Пожарский устало провел по лицу рукой, покосился на Минина. Тот, задумавшись, разглаживал глубокую складку на лбу. Но уловил взгляд князя, посмотрел твердо. Видно, то, что заведомо смущало Дмитрия Михайловича, нисколько не поколебало его. Все же Пожарский и сейчас не обрел полной уверенности, заговорил с растяжкой, как о чем-то крайне сомнительном:
— Нижегородцы склоняют меня идти на Ярославль…
— На Ярославль? — мрачно захохотал Бутурлин. — А почему не на Пермь? Крюк-то еще боле. Да мы все войско по дороге растеряем!
— Нет, не растеряем — умножим, — поднялся с лавки Кузьма. — Умножим! — повторил с силой. — Аки Волгу, притоками напитаем. Все дороги закрыты, на Ярославль же путь для нас торный, наезженный. Весь-то люд повдоль Волги свычный: и приветит, и пособит. Да и войско, идя без опаски, в походе гораздо обвыкнется. А от Ярославля до Москвы, вестимо, рукой подать. Самая для нас удобь. И уж ее не мы Заруцкого, он нас будет сторожиться. Да идти бы нам тотчас, до ростепели. Не так ли, Григорий Леонтьевич? — повернулся он к Микитникову.
Розовощекий, полноватый, молодой еще, но с цепким взглядом, что бывает у людей наторевших и оборотистых, Микитников заговорил живо и бойко, будто товар на прилавке раскидывал:
— Поспешить не худо. Ловко выйдет. Заруцкого-то вкруг пальца обведете. А то уж он и Ростов Великий к рукам прибрал. Его казачки к нам наведывались, да у нас они не чуют никакой опаски. Доберетеся ж до нас без великих помех. Мы встретим с радостью. Да что толковать, сами судите: я привез сюда весь наш денежный сбор и своих полтыщи рублев присовокупил. Дадим вам и ратных людей.

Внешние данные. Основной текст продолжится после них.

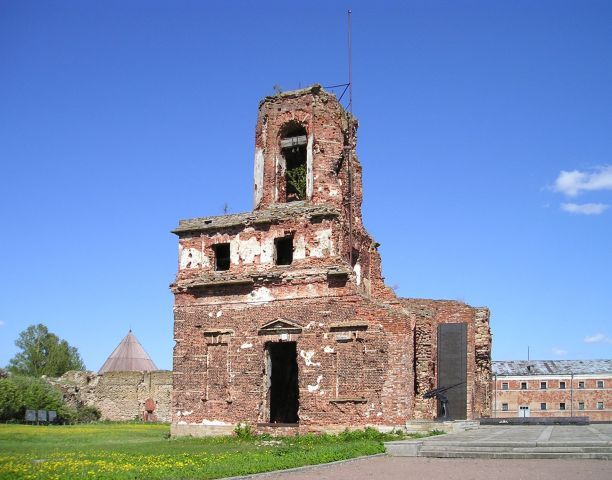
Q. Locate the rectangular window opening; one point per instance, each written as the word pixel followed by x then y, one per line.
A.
pixel 222 256
pixel 283 249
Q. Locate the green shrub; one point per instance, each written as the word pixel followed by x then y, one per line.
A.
pixel 244 431
pixel 18 394
pixel 88 414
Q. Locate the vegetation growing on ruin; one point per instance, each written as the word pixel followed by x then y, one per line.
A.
pixel 122 451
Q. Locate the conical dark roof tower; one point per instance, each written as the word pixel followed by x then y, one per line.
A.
pixel 129 356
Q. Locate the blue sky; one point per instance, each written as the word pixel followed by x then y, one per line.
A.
pixel 485 138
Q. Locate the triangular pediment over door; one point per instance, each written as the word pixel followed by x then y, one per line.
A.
pixel 278 326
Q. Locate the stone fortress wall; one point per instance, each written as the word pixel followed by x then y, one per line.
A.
pixel 120 395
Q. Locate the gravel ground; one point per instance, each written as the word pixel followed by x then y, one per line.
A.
pixel 416 468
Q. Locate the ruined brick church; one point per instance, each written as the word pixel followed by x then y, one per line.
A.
pixel 282 319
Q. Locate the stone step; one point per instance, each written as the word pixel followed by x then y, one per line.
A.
pixel 511 445
pixel 516 455
pixel 543 449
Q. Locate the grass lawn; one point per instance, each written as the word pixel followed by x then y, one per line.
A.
pixel 144 451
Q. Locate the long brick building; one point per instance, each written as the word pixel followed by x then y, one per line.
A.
pixel 282 318
pixel 553 388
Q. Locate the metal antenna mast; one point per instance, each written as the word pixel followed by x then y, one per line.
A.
pixel 350 146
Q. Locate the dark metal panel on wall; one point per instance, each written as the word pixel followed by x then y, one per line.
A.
pixel 452 366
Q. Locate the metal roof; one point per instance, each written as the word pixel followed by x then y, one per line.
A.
pixel 129 356
pixel 275 213
pixel 551 367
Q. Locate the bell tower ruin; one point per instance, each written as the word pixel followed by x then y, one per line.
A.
pixel 282 317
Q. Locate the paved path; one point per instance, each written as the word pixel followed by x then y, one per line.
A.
pixel 403 468
pixel 417 468
pixel 525 434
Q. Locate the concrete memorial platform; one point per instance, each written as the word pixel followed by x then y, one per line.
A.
pixel 513 441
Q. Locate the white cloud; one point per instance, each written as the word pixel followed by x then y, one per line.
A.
pixel 597 338
pixel 575 182
pixel 559 352
pixel 585 208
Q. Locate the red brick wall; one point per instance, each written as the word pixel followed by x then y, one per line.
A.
pixel 356 340
pixel 553 396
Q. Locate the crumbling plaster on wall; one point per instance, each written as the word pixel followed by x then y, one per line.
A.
pixel 360 350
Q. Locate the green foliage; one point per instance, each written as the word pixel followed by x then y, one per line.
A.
pixel 43 353
pixel 18 393
pixel 244 431
pixel 296 178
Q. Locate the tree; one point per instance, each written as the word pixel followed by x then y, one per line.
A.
pixel 43 353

— Свеи к вам близко, не стерпят, — сел на своего конька Бутурлин.
— Хитро ли дело свеев умаслить? Им с места трогаться проку нет, к Новгороду тут же псковский самозванец подступит, — легко отбил довод Бутурлина Микитников, словно мелкую рыбешку от крупной откинул.
Все задумались. Затея была заманчивой, хотя и рисковой. Но и оставаться в Нижнем — войско томить. Лежач камень мохом обрастает.
— Мыслю, так-то верно будет, — первым высказался Алябьев, отличающийся прямотой.
— Соломон бы лучше не рассудил! — подхватил с лету одобрение старого воителя проворный Болтин, который в любых случаях предпочитал движение покою.
— Гут! — отозвался со своего места молчаливый немецкий голова, представлявший на совете иноземцев, что жили в Нижней.
— Попытка — не пытка, — согласился с ними и Бутурлин.
— Я бы… — хотел было настоять на своем Левашов, но махнул рукой.
Раздались еще голоса. Совещатели сходились на одном: поднимать ополчение в поход. У Минина светлело лицо.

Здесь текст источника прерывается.